2. Quality Issues of Intermediates
In recent years, the quality issues of large diesel engine intermediates produced by the author’s company have been severe, mainly manifested by defects that emerge after processing, necessitating frequent repairs. These defects not only cause delays in product delivery but also tarnish the company’s reputation.
After investigation and analysis, the quality issues of intermediates primarily include:
- Defects in Bearing Hole Positions: For large models (60 and above), the number of defects in the bearing hole positions after rough and finish machining is significant, while smaller models are basically defect-free. Analysis of non-conforming product records over the past two years revealed that the Flex60MC-C rear main intermediate accounts for 78.5% of non-conforming intermediates, with the primary defects occurring in the bearing hole positions. The magnetic particle inspection reveals an increasing number of magnetic indications (mainly 3-5 mm long), accompanied by casting defects such as porosity, inclusions, and slag.

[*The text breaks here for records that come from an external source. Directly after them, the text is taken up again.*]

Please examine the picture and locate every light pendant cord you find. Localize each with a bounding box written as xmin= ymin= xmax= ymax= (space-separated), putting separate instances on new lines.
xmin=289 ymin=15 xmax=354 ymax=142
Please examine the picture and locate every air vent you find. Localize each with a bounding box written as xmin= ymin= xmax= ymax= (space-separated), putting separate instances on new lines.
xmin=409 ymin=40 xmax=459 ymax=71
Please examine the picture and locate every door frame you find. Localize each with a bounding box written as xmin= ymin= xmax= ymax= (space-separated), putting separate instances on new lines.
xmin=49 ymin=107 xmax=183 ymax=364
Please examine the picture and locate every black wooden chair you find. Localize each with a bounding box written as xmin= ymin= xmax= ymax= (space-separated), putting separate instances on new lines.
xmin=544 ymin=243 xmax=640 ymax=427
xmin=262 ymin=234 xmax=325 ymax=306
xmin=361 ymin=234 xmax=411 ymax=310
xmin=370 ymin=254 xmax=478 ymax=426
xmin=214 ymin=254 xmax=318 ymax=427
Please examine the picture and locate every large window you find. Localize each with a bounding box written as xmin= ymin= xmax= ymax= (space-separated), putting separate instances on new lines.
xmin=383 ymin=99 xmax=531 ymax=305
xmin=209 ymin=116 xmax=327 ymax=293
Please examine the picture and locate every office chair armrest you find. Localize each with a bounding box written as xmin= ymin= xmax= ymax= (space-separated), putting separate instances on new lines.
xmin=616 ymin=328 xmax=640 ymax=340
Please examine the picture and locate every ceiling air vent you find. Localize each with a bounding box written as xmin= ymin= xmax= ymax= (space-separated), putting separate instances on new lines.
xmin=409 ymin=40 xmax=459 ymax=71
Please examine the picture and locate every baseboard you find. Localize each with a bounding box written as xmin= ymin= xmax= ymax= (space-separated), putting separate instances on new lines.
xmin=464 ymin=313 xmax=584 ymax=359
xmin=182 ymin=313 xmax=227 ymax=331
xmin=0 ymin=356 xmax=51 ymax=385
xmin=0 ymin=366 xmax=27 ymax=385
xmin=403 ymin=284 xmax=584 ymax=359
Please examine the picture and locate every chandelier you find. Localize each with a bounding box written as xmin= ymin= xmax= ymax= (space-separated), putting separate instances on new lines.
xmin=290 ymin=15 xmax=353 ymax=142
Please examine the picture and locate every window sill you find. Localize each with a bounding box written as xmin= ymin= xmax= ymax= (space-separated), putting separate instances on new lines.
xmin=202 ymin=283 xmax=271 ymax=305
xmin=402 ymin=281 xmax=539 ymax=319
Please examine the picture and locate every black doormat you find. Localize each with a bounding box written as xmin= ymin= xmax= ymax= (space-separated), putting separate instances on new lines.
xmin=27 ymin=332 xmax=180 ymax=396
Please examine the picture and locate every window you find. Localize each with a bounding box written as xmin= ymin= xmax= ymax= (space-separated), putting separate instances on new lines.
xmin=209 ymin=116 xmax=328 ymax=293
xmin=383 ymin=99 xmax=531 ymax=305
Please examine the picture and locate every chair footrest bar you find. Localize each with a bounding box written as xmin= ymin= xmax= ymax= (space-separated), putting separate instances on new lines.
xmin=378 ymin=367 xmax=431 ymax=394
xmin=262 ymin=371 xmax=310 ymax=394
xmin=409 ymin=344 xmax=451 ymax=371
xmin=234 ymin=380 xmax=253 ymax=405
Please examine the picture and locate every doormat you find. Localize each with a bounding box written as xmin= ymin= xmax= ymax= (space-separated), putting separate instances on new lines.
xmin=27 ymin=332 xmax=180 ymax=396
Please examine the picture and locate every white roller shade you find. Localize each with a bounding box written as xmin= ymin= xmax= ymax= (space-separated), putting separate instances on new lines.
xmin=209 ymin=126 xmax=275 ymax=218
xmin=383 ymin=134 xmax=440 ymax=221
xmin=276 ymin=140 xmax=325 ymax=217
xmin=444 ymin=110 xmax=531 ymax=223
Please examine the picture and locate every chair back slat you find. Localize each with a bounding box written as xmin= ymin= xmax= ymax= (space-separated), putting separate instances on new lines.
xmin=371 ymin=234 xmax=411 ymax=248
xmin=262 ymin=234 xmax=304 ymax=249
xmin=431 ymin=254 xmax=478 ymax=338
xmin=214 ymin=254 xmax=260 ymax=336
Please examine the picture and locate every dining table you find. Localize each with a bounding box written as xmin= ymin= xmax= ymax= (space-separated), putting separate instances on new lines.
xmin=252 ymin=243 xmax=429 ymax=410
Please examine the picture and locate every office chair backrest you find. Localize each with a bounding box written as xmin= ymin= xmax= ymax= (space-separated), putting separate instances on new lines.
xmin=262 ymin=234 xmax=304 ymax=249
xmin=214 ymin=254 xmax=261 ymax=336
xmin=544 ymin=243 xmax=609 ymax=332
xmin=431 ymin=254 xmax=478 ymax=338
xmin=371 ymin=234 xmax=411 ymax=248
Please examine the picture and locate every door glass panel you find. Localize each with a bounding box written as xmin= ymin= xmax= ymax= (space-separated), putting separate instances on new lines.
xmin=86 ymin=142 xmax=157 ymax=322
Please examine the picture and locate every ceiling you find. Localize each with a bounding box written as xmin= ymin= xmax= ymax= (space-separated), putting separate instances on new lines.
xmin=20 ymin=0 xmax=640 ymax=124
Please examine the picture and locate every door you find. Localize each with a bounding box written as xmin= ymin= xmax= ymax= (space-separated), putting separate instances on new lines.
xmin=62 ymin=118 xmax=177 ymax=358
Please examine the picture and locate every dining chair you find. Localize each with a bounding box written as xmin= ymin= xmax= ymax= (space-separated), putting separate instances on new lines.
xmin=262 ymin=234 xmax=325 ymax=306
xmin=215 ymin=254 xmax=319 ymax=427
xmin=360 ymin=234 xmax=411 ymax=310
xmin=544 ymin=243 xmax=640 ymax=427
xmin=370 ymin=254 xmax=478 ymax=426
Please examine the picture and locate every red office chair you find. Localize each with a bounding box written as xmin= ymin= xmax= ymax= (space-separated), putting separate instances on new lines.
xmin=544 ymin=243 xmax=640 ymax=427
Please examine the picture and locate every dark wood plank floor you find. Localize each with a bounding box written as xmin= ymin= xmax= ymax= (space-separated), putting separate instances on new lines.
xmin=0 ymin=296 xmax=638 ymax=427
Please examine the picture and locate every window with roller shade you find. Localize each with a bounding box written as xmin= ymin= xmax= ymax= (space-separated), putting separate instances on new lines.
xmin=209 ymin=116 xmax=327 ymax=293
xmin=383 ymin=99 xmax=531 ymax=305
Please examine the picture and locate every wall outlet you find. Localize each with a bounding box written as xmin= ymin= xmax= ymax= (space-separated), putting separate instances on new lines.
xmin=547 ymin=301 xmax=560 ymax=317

- Shrinkage Defects: Shrinkage porosity and shrinkage cavities frequently occur at the intersection of the reinforcing ribs on both sides of the rear end of the intermediate and below the center riser at the rear end.
- Welding Quality Issues: Poor welding quality often leaves welding defects. The welded reinforcing ribs have significant dimensional deviations, necessitating frequent overlay welding for correction.

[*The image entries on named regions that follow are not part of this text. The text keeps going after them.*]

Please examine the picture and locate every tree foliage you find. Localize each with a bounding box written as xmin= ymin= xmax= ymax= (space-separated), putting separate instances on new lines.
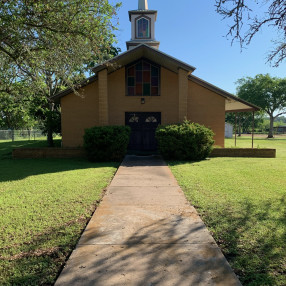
xmin=0 ymin=82 xmax=35 ymax=129
xmin=215 ymin=0 xmax=286 ymax=66
xmin=237 ymin=74 xmax=286 ymax=138
xmin=0 ymin=0 xmax=120 ymax=145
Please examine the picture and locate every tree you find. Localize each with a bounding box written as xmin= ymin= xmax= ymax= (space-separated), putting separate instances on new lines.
xmin=215 ymin=0 xmax=286 ymax=66
xmin=0 ymin=82 xmax=35 ymax=130
xmin=0 ymin=0 xmax=119 ymax=146
xmin=237 ymin=74 xmax=286 ymax=138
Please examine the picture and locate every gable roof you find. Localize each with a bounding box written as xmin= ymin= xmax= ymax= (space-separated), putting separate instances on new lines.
xmin=93 ymin=44 xmax=196 ymax=74
xmin=50 ymin=44 xmax=260 ymax=112
xmin=189 ymin=75 xmax=260 ymax=112
xmin=52 ymin=75 xmax=98 ymax=101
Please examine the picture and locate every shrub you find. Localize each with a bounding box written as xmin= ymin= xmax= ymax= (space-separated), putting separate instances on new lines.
xmin=156 ymin=120 xmax=214 ymax=161
xmin=84 ymin=126 xmax=131 ymax=162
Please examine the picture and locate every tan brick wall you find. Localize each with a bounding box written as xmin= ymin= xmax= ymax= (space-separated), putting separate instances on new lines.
xmin=61 ymin=82 xmax=98 ymax=147
xmin=61 ymin=65 xmax=225 ymax=147
xmin=188 ymin=81 xmax=225 ymax=147
xmin=108 ymin=68 xmax=179 ymax=125
xmin=178 ymin=69 xmax=189 ymax=122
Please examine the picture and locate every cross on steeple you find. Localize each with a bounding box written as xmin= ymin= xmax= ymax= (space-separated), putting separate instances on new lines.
xmin=138 ymin=0 xmax=148 ymax=10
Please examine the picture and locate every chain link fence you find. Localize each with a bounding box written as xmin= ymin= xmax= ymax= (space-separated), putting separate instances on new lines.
xmin=0 ymin=130 xmax=45 ymax=141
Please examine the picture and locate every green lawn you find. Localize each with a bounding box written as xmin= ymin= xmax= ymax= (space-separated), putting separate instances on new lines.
xmin=0 ymin=141 xmax=118 ymax=285
xmin=169 ymin=137 xmax=286 ymax=286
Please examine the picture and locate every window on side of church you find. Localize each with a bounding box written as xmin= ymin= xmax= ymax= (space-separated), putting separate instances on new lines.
xmin=126 ymin=60 xmax=160 ymax=96
xmin=136 ymin=18 xmax=150 ymax=39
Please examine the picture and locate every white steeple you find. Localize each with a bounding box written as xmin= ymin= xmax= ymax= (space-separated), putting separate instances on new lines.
xmin=138 ymin=0 xmax=148 ymax=10
xmin=126 ymin=0 xmax=160 ymax=50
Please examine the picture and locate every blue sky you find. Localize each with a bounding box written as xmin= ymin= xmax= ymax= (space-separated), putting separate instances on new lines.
xmin=113 ymin=0 xmax=286 ymax=93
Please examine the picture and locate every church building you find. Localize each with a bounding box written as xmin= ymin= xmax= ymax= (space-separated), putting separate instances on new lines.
xmin=54 ymin=0 xmax=258 ymax=150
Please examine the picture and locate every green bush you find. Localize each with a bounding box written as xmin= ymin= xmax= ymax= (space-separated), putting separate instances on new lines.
xmin=156 ymin=120 xmax=214 ymax=161
xmin=84 ymin=126 xmax=131 ymax=162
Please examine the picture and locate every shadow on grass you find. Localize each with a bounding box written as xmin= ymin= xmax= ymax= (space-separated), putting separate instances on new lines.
xmin=0 ymin=218 xmax=92 ymax=285
xmin=0 ymin=141 xmax=119 ymax=182
xmin=56 ymin=215 xmax=238 ymax=286
xmin=197 ymin=196 xmax=286 ymax=286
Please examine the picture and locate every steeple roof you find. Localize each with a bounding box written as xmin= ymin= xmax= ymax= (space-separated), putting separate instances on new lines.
xmin=138 ymin=0 xmax=148 ymax=10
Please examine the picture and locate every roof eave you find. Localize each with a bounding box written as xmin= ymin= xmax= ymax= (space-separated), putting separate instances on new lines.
xmin=189 ymin=75 xmax=261 ymax=112
xmin=51 ymin=75 xmax=97 ymax=102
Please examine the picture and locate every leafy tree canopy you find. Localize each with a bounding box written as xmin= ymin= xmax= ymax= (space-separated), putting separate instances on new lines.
xmin=237 ymin=74 xmax=286 ymax=138
xmin=215 ymin=0 xmax=286 ymax=66
xmin=0 ymin=0 xmax=120 ymax=146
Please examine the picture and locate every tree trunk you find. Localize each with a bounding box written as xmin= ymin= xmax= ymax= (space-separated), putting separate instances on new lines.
xmin=268 ymin=114 xmax=274 ymax=138
xmin=238 ymin=116 xmax=241 ymax=137
xmin=47 ymin=102 xmax=54 ymax=147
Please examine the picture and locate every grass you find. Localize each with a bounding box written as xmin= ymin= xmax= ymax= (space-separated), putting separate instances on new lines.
xmin=169 ymin=137 xmax=286 ymax=286
xmin=0 ymin=141 xmax=118 ymax=285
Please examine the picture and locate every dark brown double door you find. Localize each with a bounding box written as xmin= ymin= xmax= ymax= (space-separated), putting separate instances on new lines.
xmin=125 ymin=112 xmax=161 ymax=151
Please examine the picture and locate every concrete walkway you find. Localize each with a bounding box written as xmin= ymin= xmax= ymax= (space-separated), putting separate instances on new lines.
xmin=56 ymin=156 xmax=241 ymax=286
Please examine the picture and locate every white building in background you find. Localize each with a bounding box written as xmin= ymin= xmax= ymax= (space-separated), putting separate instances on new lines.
xmin=224 ymin=122 xmax=233 ymax=138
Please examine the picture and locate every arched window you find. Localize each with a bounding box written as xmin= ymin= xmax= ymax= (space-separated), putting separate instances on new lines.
xmin=136 ymin=17 xmax=150 ymax=39
xmin=145 ymin=116 xmax=158 ymax=123
xmin=126 ymin=60 xmax=160 ymax=96
xmin=129 ymin=114 xmax=139 ymax=123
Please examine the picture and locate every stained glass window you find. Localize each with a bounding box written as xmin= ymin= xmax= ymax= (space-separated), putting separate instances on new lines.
xmin=126 ymin=60 xmax=160 ymax=96
xmin=136 ymin=18 xmax=150 ymax=39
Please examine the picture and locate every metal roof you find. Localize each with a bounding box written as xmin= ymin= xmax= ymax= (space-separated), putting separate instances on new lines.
xmin=93 ymin=44 xmax=196 ymax=74
xmin=189 ymin=75 xmax=260 ymax=112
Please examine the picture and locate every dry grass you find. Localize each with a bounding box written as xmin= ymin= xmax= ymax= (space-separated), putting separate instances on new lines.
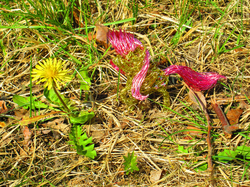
xmin=0 ymin=0 xmax=250 ymax=187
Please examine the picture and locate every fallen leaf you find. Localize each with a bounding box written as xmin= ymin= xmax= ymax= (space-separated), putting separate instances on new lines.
xmin=226 ymin=109 xmax=243 ymax=125
xmin=19 ymin=111 xmax=62 ymax=125
xmin=150 ymin=170 xmax=162 ymax=183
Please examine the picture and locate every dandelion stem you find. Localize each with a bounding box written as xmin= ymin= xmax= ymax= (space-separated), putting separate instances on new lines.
xmin=52 ymin=81 xmax=71 ymax=113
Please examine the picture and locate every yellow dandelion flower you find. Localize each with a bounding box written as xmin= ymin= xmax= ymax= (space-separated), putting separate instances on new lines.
xmin=31 ymin=58 xmax=71 ymax=90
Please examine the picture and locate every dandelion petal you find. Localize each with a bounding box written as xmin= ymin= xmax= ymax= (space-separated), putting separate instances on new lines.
xmin=163 ymin=65 xmax=226 ymax=91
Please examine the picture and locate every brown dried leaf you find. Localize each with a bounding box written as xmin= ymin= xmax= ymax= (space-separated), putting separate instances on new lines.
xmin=184 ymin=126 xmax=202 ymax=137
xmin=19 ymin=111 xmax=62 ymax=125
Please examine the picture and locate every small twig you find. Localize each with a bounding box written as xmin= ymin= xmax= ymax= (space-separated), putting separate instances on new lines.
xmin=211 ymin=99 xmax=239 ymax=138
xmin=189 ymin=88 xmax=215 ymax=186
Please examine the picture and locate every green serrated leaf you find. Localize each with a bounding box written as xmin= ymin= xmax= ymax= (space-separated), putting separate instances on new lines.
xmin=68 ymin=125 xmax=97 ymax=159
xmin=43 ymin=88 xmax=69 ymax=106
xmin=13 ymin=95 xmax=49 ymax=110
xmin=123 ymin=151 xmax=139 ymax=175
xmin=43 ymin=88 xmax=76 ymax=111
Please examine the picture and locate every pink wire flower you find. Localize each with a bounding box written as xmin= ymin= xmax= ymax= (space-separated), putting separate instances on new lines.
xmin=107 ymin=30 xmax=150 ymax=101
xmin=163 ymin=65 xmax=226 ymax=91
xmin=107 ymin=30 xmax=144 ymax=57
xmin=109 ymin=60 xmax=125 ymax=75
xmin=131 ymin=50 xmax=150 ymax=101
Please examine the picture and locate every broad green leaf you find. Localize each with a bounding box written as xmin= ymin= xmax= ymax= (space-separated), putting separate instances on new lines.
xmin=77 ymin=70 xmax=91 ymax=91
xmin=13 ymin=95 xmax=50 ymax=110
xmin=44 ymin=88 xmax=69 ymax=106
xmin=68 ymin=125 xmax=97 ymax=159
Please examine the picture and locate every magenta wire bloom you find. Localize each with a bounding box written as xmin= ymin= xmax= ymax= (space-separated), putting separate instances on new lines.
xmin=109 ymin=60 xmax=125 ymax=75
xmin=131 ymin=50 xmax=150 ymax=101
xmin=163 ymin=65 xmax=226 ymax=91
xmin=107 ymin=30 xmax=144 ymax=57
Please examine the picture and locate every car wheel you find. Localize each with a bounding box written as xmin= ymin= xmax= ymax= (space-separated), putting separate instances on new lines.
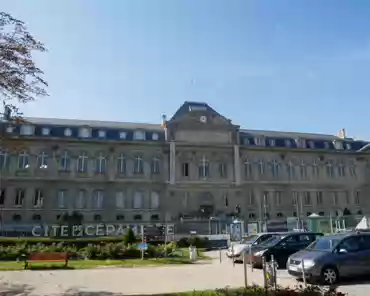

- Surface Quality Issues: The casting surface often exhibits defects such as sand holes, slag inclusions, steel-sand inclusions, porosity, watermarks, and shrinkage porosity/cavities at the riser root.
- Dimensional Offset of Reinforcing Ribs: After rough machining and marking, significant dimensional offsets in the reinforcing ribs of intermediate blanks are observed, all in one direction.

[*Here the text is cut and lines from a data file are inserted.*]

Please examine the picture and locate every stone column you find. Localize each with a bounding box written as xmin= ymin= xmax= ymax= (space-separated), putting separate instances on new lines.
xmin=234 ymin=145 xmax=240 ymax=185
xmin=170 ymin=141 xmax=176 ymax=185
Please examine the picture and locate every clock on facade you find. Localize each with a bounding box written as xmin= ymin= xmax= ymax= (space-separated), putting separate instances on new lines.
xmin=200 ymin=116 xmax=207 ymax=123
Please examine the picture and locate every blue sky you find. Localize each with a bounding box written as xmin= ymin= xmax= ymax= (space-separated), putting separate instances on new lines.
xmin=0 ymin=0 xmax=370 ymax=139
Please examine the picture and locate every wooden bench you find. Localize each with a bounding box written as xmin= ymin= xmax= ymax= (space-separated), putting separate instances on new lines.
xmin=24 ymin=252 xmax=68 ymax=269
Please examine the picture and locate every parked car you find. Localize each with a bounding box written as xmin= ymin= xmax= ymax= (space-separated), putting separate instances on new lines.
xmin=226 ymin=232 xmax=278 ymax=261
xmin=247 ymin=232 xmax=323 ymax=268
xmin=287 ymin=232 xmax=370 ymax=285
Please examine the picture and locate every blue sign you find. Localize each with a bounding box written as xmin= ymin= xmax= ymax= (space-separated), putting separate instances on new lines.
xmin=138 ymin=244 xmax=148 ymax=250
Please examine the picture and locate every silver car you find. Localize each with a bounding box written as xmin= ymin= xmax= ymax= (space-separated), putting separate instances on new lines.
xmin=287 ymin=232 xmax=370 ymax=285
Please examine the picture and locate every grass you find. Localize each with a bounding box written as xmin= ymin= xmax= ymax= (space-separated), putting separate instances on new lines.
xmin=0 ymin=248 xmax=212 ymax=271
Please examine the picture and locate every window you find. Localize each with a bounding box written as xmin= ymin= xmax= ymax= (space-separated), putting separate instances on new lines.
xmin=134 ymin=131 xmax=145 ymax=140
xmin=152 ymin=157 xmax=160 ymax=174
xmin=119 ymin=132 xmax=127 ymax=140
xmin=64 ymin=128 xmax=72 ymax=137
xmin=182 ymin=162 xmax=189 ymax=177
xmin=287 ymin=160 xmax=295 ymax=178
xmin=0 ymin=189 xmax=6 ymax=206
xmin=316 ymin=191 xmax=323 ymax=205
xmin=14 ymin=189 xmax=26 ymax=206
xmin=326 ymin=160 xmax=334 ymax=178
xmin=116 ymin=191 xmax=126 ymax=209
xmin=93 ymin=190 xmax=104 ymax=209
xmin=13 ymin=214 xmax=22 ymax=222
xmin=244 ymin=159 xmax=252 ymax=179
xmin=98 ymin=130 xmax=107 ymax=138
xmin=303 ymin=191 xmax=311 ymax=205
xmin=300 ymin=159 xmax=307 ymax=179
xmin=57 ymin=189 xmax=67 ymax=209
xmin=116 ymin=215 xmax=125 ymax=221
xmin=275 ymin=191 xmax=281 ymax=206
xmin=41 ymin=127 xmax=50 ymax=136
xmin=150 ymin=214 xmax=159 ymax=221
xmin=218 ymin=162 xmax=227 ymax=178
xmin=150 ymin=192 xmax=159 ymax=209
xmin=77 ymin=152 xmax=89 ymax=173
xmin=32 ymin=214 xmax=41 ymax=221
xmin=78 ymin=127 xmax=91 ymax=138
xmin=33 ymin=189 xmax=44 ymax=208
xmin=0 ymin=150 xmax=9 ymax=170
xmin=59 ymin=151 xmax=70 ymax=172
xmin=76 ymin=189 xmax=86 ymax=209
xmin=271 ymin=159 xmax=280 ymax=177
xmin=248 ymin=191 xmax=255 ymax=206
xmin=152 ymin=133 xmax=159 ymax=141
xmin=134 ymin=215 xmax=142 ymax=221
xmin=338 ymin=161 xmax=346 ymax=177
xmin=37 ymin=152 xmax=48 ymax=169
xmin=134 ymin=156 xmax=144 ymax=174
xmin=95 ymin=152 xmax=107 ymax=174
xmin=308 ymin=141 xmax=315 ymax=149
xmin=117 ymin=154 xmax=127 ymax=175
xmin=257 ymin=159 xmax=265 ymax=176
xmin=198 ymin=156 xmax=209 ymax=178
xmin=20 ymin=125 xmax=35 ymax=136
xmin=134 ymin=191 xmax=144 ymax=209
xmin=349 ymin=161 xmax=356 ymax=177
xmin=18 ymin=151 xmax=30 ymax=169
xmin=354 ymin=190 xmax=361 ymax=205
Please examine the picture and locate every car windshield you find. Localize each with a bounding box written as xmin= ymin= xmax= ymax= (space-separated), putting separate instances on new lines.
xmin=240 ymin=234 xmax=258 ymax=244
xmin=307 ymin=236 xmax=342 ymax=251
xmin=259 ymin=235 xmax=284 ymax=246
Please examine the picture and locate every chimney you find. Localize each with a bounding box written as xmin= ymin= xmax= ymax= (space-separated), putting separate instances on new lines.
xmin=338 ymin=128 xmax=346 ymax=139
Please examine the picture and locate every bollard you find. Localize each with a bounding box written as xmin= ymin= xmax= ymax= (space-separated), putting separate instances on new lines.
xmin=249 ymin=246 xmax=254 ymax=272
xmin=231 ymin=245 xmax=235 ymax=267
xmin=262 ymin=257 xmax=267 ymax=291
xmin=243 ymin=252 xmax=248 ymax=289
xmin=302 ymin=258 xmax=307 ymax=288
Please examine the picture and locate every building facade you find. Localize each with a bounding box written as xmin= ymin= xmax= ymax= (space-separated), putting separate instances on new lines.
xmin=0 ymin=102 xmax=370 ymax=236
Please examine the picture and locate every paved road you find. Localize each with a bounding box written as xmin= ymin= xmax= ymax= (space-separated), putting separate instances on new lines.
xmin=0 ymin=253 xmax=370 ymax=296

3. Current Status of Defects
There are numerous reasons for casting defects, with imperfections in the casting process and operational management being the primary factors. Other contributing factors include production constraints and heightened quality requirements for castings.
4. Analysis of Defect Causes
Shrinkage Defects: Shrinkage porosity and shrinkage cavities frequently occur at the rounded corners near the intersection of the reinforcing ribs on both sides of the rear end of the intermediate. This is attributed to inadequate insulation of the risers or undersized risers that fail to meet the actual feeding requirements of the casting.During riser design, to facilitate cleaning, the riser center is offset from the hot spot center, and the chill iron below the riser fails to achieve its intended chilling effect, resulting in poor feeding performance.The middle waist-shaped open riser may not provide sufficient feeding. Its center is located at the machining area of the bearing hole surface, with the area below the riser center being the most susceptible to defects.
Poor riser quality is also a significant factor. After pouring and solidification of the rear main intermediate, the used microbead insulation risers revealed that their shrinkage was comparable to that of sand-type risers. This indicates poor quality of the microbead insulation risers, with their actual modulus being much smaller than the standard modulus they should achieve. This directly affects the final solidification and contraction of the casting. Since the riser above the bearing hole is the last to solidify, inadequate riser performance can easily lead to shrinkage porosity at the bottom of the riser.
Inadequate Feeding of the Bearing Hole Area: The bearing hole area of the intermediate undergoes prolonged high-temperature conditions during the mold filling and solidification processes, making the solidification and crystallization in this area complex. It is also the area where various oxides, inclusions, and gases in the molten steel finally gather, leading to a high susceptibility to defects.